According to the Kaiser/CNA contract, Kaiser union nurses who work even four hours of an evening, defined as commencing any time after 12:00 noon and ending after 6:00 p.m., shall be paid a shift differential of 11 percent in addition to their base pay. Kaiser’s night shift, which commences after 10:00 p.m. and before 6:00 a.m., receives a 17 ½ percent shift differential.
Third weekend rule
The CNA/Kaiser contract agreement talks about consecutive weekend work — for which nurses are paid a 10 percent shift differential — and specifically, a third weekend rule. The Kaiser/CNA contract says, “Under no circumstances will and RN/NP who is awarded an Every Weekend position be eligible for the third weekend penalty pay referenced in paragraph 728 of the agreement.
“In order to qualify for third weekend pay, the Nurse must perform work on the second of three consecutive weekend periods,” section 728 0f the contract says.
According to some nurses, that rule has been grossly abused and manipulated. The manipulation occurs when a nurse will work one weekend, calling in sick the second weekend, and getting paid for it with sick pay, and then working that third weekend. Kaiser has been trying to crack down on this abuse.
Where is Florence Nightingale?
Nursing’s Florence Nightingale Pledge is an adaptation of the Hippocratic Oath taken by doctors, historically taken in an effort to promote the ethical practice of medicine. However, liberal nursing schools in the University of California college system modified the pledge, removing the word “God,” and removed the reference of purity, replacing it with references to social justice.
The original pledge reads:
“I solemnly pledge myself before God and presence of this assembly;
To pass my life in purity and to practice my profession faithfully.

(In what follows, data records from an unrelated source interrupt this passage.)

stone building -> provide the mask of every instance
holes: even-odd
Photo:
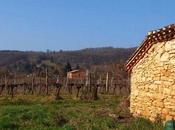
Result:
[[[175,24],[149,32],[126,69],[131,113],[152,121],[175,119]]]

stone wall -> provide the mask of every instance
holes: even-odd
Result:
[[[131,72],[134,116],[175,118],[175,39],[154,44]]]

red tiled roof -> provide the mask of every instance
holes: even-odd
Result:
[[[148,32],[148,35],[125,64],[128,72],[144,57],[153,44],[175,39],[175,24]]]

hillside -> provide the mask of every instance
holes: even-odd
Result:
[[[0,67],[15,64],[40,64],[42,61],[51,61],[56,64],[70,62],[73,66],[89,66],[112,63],[126,60],[135,48],[87,48],[76,51],[0,51]]]

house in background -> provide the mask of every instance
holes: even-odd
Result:
[[[152,121],[175,119],[175,24],[149,32],[126,69],[131,113]]]
[[[84,80],[84,79],[86,79],[86,70],[77,69],[77,70],[70,71],[70,72],[67,73],[67,78],[68,79]]]

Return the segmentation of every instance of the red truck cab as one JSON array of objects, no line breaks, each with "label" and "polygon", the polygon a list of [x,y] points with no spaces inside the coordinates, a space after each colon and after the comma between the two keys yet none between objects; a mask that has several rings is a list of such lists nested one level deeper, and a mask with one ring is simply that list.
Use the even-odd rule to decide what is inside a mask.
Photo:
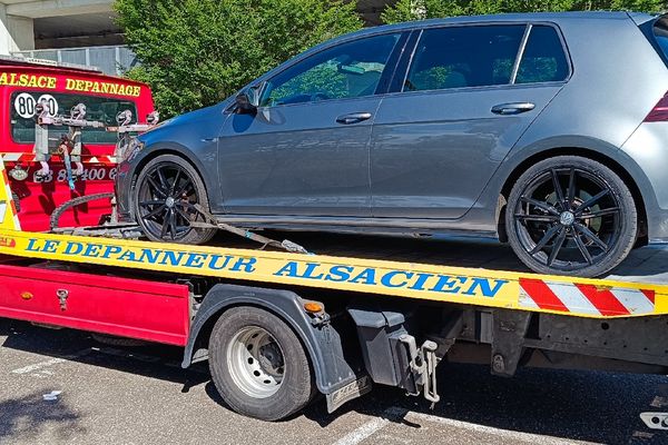
[{"label": "red truck cab", "polygon": [[[41,166],[33,151],[35,115],[36,105],[42,100],[49,103],[52,116],[65,117],[69,117],[72,107],[84,103],[87,120],[105,123],[81,129],[84,171],[73,189],[68,184],[63,156],[57,152],[68,127],[49,126],[50,174],[38,174]],[[0,59],[0,156],[23,230],[48,230],[51,212],[72,198],[114,191],[114,151],[118,140],[114,128],[117,115],[125,110],[132,113],[130,123],[146,123],[146,117],[154,111],[148,86],[91,69]],[[59,225],[97,225],[110,212],[109,200],[91,201],[66,211]]]}]

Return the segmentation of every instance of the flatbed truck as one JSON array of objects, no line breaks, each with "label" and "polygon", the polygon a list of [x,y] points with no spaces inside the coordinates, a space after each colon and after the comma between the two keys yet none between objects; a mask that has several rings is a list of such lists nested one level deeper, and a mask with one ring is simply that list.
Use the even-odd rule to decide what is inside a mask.
[{"label": "flatbed truck", "polygon": [[661,247],[586,279],[517,269],[480,241],[304,235],[310,254],[294,254],[126,226],[28,231],[1,161],[0,182],[0,317],[180,346],[184,367],[208,360],[225,402],[256,418],[320,395],[333,412],[372,385],[436,403],[446,362],[668,372]]}]

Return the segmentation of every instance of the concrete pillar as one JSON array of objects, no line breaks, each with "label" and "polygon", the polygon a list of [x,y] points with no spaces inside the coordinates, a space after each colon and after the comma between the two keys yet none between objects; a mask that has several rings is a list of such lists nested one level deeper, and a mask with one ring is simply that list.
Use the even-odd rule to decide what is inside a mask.
[{"label": "concrete pillar", "polygon": [[9,16],[7,7],[0,6],[0,55],[35,49],[32,19]]}]

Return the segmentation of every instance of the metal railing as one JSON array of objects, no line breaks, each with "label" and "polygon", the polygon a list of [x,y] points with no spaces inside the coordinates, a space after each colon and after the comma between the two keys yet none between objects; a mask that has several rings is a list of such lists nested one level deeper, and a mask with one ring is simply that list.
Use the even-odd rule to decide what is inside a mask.
[{"label": "metal railing", "polygon": [[14,57],[46,59],[56,62],[96,67],[104,73],[111,76],[121,76],[129,68],[138,65],[135,53],[125,46],[36,49],[17,51],[11,55]]}]

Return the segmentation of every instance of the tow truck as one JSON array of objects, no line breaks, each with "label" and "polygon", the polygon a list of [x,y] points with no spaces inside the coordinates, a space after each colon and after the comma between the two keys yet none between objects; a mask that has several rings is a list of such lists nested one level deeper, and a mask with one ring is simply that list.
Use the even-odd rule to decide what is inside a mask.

I will abstain from whatever is deleterious and mischievous and will not take or knowingly administer any harmful drug.
I will do all in my power to maintain and elevate the standard of my profession and will hold in confidence all personal matters committed to my keeping and family affairs coming to my knowledge in the practice of my calling.
With loyalty will I endeavor to aid the physician in his work, and devote myself to the welfare of those committed to my care.”